A New Self-Management Model for Large-Scale Event-Driven Wireless Sensor Networks

Event-driven wireless sensor networks (WSNs) are equipped with the sensor nodes which are able to capture the vital changes in the measurements and report them to the base station. Due to the nature of harsh and unattended environments, it is impossible to install sensor nodes manually. Therefore, a random deployment fashion such as by aircraft is required. However, with high probability, sensor nodes will not have uniform distribution in the environment which will cause hole in the network. In another issue, sensor nodes are limited in energy supply and transmission range, and thus an appropriate technique is essential to calculate energy efficient routes to relay data from the sensor nodes to the base station. In hierarchical routing category, clustering techniques attempt to partition the sensor nodes in the network to appropriate groups and select the cluster heads to contact with the base station directly.
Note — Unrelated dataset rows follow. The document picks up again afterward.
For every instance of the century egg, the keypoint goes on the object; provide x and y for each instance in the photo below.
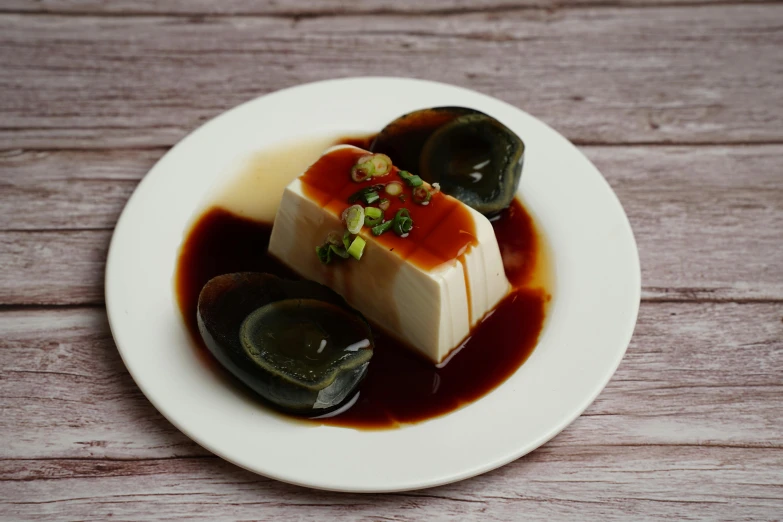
(471, 155)
(297, 344)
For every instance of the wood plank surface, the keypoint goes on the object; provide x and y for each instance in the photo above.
(320, 8)
(709, 205)
(702, 374)
(639, 450)
(677, 102)
(694, 74)
(573, 483)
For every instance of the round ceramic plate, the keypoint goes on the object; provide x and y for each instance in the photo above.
(590, 322)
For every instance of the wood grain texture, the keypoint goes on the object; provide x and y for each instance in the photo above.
(310, 8)
(695, 374)
(708, 220)
(568, 483)
(678, 103)
(600, 75)
(73, 418)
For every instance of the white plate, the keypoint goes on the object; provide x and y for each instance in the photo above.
(588, 329)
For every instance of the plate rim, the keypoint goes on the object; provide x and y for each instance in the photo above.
(413, 484)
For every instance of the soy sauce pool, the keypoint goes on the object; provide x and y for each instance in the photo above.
(400, 386)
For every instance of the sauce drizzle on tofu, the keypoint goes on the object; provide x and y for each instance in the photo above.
(400, 386)
(443, 229)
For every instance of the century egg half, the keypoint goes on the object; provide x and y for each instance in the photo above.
(297, 344)
(471, 155)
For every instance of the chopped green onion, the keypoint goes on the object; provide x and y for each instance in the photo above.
(371, 165)
(394, 188)
(357, 248)
(353, 217)
(381, 163)
(402, 223)
(411, 179)
(422, 195)
(360, 194)
(371, 197)
(382, 228)
(372, 216)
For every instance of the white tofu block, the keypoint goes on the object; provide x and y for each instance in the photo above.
(432, 311)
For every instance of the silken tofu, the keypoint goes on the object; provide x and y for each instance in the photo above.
(428, 289)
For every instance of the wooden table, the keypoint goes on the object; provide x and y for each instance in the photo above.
(679, 104)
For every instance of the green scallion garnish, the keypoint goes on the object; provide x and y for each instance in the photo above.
(402, 223)
(357, 248)
(371, 165)
(372, 216)
(382, 228)
(353, 217)
(371, 197)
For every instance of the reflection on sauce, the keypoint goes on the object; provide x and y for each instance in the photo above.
(443, 230)
(400, 386)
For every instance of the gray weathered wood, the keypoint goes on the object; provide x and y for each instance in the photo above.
(695, 374)
(708, 220)
(308, 7)
(690, 427)
(568, 483)
(72, 416)
(63, 267)
(600, 75)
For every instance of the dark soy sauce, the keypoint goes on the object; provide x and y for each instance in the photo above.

However, in large scale WSNs, most of the sensor nodes are far from the base station and cannot contact directly. Most of the clustering techniques do not consider how cluster heads can reach to the base station. In our research, A Delaunay triangulation approach is employed to detect holes in the network. Then, due to the overhead of clustering methods to define cluster areas, a virtual gridding scheme is applied to define cluster areas. To overcome uncertainties in the environment, a fuzzy logicbased approach is designed to select appropriate cluster heads and hop-nodes in a distributed manner. The experimental results prove the effectiveness and accuracy of our proposed model and applicability to large scale WSNs.